Stiles is drifting on the edge of consciousness. He wishes his brain would give up and let him pass out. It might dull the pain a little bit. But he’s afraid of what will happen if he does. He forces his eyes open again and he’s greeted by the sight of the patch of blood that has been slowly spreading through his jeans. There must have been something on the blade that had been shoved into his thigh because the blood isn’t slowing. It just keeps seeping out with every pulse. Soon, it would probably be dripping on the floor. Oh God, Stiles needed to stop thinking about it. At least when the man had cracked a couple of his ribs he’d managed to turn his head before he vomited. That would have been begging for an infection. The smell of bile is still in the air and it’s tugging at his gag reflex.

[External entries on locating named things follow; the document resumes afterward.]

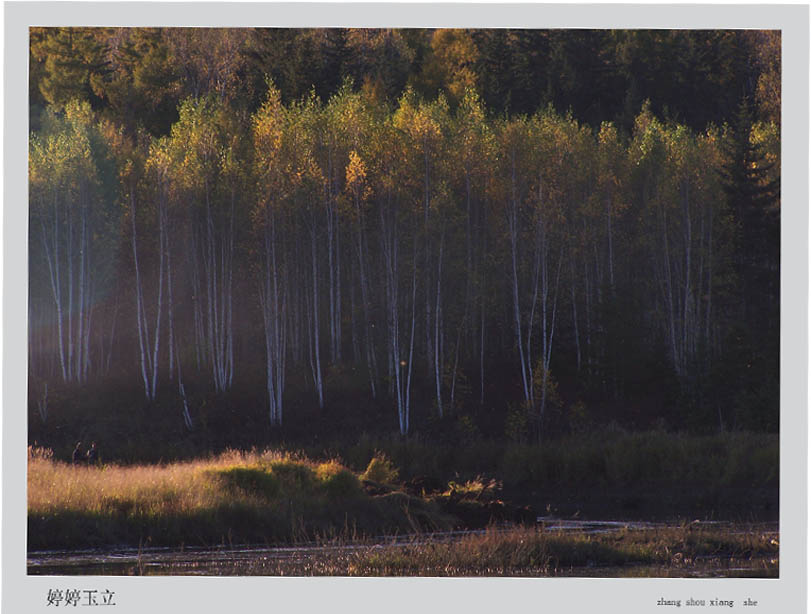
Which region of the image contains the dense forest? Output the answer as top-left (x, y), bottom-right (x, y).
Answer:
top-left (28, 28), bottom-right (780, 452)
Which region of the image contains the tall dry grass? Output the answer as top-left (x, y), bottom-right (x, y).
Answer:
top-left (28, 450), bottom-right (288, 515)
top-left (28, 450), bottom-right (450, 550)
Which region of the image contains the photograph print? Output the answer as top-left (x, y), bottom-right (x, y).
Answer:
top-left (26, 26), bottom-right (782, 584)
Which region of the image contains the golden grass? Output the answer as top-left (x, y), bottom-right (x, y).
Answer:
top-left (28, 450), bottom-right (450, 549)
top-left (28, 450), bottom-right (294, 515)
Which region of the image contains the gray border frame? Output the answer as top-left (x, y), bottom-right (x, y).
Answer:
top-left (0, 2), bottom-right (809, 614)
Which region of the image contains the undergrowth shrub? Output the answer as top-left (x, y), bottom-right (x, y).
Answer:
top-left (360, 452), bottom-right (400, 484)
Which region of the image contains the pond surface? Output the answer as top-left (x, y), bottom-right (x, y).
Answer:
top-left (27, 516), bottom-right (778, 577)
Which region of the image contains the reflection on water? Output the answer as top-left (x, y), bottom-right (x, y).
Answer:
top-left (27, 516), bottom-right (778, 577)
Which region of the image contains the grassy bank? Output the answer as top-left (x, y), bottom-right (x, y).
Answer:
top-left (28, 451), bottom-right (451, 549)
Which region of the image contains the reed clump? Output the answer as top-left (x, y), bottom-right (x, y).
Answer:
top-left (28, 450), bottom-right (450, 550)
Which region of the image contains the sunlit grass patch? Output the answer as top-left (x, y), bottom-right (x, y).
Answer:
top-left (28, 450), bottom-right (450, 549)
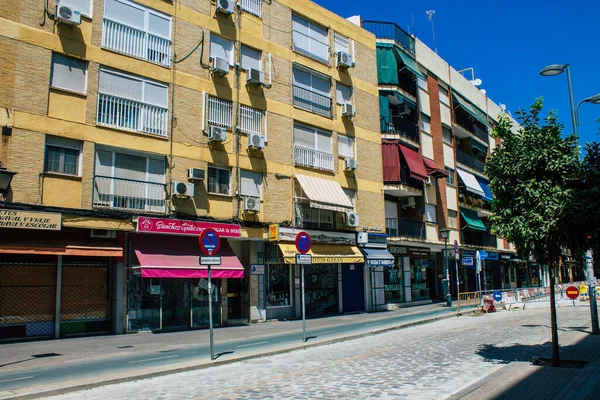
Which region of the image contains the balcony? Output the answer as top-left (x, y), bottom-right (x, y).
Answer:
top-left (294, 145), bottom-right (334, 172)
top-left (385, 218), bottom-right (426, 240)
top-left (362, 21), bottom-right (415, 54)
top-left (92, 175), bottom-right (166, 213)
top-left (102, 18), bottom-right (171, 67)
top-left (461, 230), bottom-right (498, 248)
top-left (456, 148), bottom-right (485, 172)
top-left (96, 93), bottom-right (169, 138)
top-left (292, 30), bottom-right (329, 64)
top-left (293, 85), bottom-right (331, 118)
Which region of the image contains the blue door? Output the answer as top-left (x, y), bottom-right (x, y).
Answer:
top-left (342, 264), bottom-right (365, 313)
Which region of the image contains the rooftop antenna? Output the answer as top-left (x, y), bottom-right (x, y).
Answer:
top-left (425, 10), bottom-right (437, 54)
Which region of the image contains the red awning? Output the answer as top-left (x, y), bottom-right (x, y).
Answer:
top-left (423, 157), bottom-right (448, 178)
top-left (399, 145), bottom-right (429, 181)
top-left (131, 235), bottom-right (244, 278)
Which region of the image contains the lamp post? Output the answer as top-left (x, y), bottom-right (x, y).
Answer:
top-left (540, 64), bottom-right (579, 138)
top-left (440, 229), bottom-right (452, 307)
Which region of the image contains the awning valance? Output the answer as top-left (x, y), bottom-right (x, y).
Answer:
top-left (279, 243), bottom-right (365, 264)
top-left (452, 92), bottom-right (487, 126)
top-left (460, 207), bottom-right (487, 232)
top-left (360, 247), bottom-right (395, 267)
top-left (423, 157), bottom-right (448, 178)
top-left (296, 174), bottom-right (354, 212)
top-left (131, 235), bottom-right (244, 278)
top-left (399, 144), bottom-right (429, 182)
top-left (456, 168), bottom-right (485, 197)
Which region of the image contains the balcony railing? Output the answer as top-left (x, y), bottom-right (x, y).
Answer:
top-left (385, 218), bottom-right (427, 240)
top-left (294, 85), bottom-right (331, 117)
top-left (385, 115), bottom-right (419, 143)
top-left (102, 18), bottom-right (171, 67)
top-left (294, 145), bottom-right (334, 171)
top-left (456, 148), bottom-right (485, 172)
top-left (92, 175), bottom-right (166, 213)
top-left (362, 21), bottom-right (415, 54)
top-left (292, 30), bottom-right (329, 64)
top-left (96, 93), bottom-right (169, 137)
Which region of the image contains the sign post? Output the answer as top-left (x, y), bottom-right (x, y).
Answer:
top-left (295, 232), bottom-right (312, 342)
top-left (198, 228), bottom-right (221, 361)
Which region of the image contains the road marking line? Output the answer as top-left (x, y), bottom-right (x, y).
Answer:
top-left (0, 375), bottom-right (33, 383)
top-left (236, 342), bottom-right (269, 347)
top-left (128, 355), bottom-right (179, 364)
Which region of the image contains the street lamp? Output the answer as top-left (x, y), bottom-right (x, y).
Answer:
top-left (440, 229), bottom-right (452, 307)
top-left (540, 64), bottom-right (579, 138)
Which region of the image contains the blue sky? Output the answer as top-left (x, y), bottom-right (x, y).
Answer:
top-left (315, 0), bottom-right (600, 143)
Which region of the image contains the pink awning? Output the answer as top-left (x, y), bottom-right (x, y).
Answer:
top-left (131, 235), bottom-right (244, 278)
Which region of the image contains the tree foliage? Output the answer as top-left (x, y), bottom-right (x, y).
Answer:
top-left (486, 99), bottom-right (580, 265)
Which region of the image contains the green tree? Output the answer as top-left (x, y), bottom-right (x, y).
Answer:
top-left (486, 99), bottom-right (580, 366)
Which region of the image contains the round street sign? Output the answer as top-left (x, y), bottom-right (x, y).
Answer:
top-left (296, 232), bottom-right (312, 254)
top-left (198, 228), bottom-right (221, 256)
top-left (567, 286), bottom-right (579, 300)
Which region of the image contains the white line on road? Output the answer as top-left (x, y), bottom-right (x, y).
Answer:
top-left (236, 342), bottom-right (269, 347)
top-left (128, 354), bottom-right (179, 364)
top-left (0, 375), bottom-right (33, 383)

“I have to say I’m impressed. Associating with werewolves has certainly done wonders for your constitution. Though maybe you’ve always been stubborn. Why do you insist on protecting them though? They’re not human, though I suppose they might fake it for you well enough. But you’re just a funny little pet to them and eventually they will put you down.”

“Fuck. You.”

The man sighs and draws his arm back again and when the piece of pipe hits his wounded thigh Stiles screams before he finally blacks out.